America’s ports are operating today even as a federal funding lapse triggered a government shutdown at 12:01 a.m. ET on October 1. The key takeaway for drayage and over-the-road carriers: freight can still be cleared and moved, but cargoes that need decisions from non-CBP agencies are primed for delays that can ripple into yards, chassis pools and appointment schedules.
Customs officers remain on the job. The Department of Homeland Security’s contingency posture keeps U.S. Customs and Border Protection revenue collection and frontline functions running, meaning duties are assessed and cargo inspections continue. That keeps the core import pipeline from seizing up, but it doesn’t eliminate bottlenecks tied to other agencies’ sign-offs.
Ports themselves are signaling “business as usual” where they can. The Port of Seattle said on September 30 that its facilities, including cargo terminals at SEA Airport and cruise berths, would remain open and that it is working with federal partners to keep operations as close to normal as possible. For truckers, that means gates are open—but container availability may still hinge on federal release messages.
Where the friction starts: partner-agency approvals. With the shutdown in effect, agencies beyond CBP face furloughs or curtailed activities. The EPA is among the departments with large cutbacks, and Labor and Commerce halted data releases; while USDA will maintain essential food safety and animal health inspections, noncritical work pauses. For shippers moving commodities that require EPA or FDA touches—or entries that depend on partner-government-agency flags—expect holds to linger longer and plan for more yard dwell and rework of pickup windows.
Transportation knock-ons will add to the noise even if ports keep working. The Department of Transportation said an appropriations lapse would sideline thousands at the FAA, a reminder that support functions across the transportation system—not just at airports—are running lean. The direct maritime impact may be muted day one, but thinner federal staffing in back offices often shows up a few days later as slower responses to waivers, approvals and grant paperwork that ports and tenants rely on.
Planning is harder when the dashboards go dark. With Labor Department releases—including weekly jobless claims and the September employment report—on ice during the shutdown, carriers and brokers lose high-frequency signals they use to calibrate staffing, lane pricing and equipment positioning. Expect more conservative forecasting and tighter appointment discipline from importers until government data starts flowing again.

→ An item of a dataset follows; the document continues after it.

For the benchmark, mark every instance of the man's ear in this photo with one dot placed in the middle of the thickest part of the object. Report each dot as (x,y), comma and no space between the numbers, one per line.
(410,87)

What this means on the ground for trucking companies serving the ports: treat every PGA-dependent container as a potential slow-mover; build extra buffer into free-time clocks; confirm terminal availability before dispatch; and communicate early with BCOs about re-sequencing pickups if one SKU in a mixed load is awaiting release. The upside is that CBP’s continued operations should keep a baseline of freight moving, limiting the risk of a full stop at the marine terminals.
The bottom line: the shutdown is unlikely to close the gates, but it will test the links between customs clearance and the specialized approvals many shipments require. For drayage fleets and their shipper customers, the next few days are about managing the gray area—containers that are physically ready but not yet legally releasable—and protecting against detention and demurrage through tighter coordination.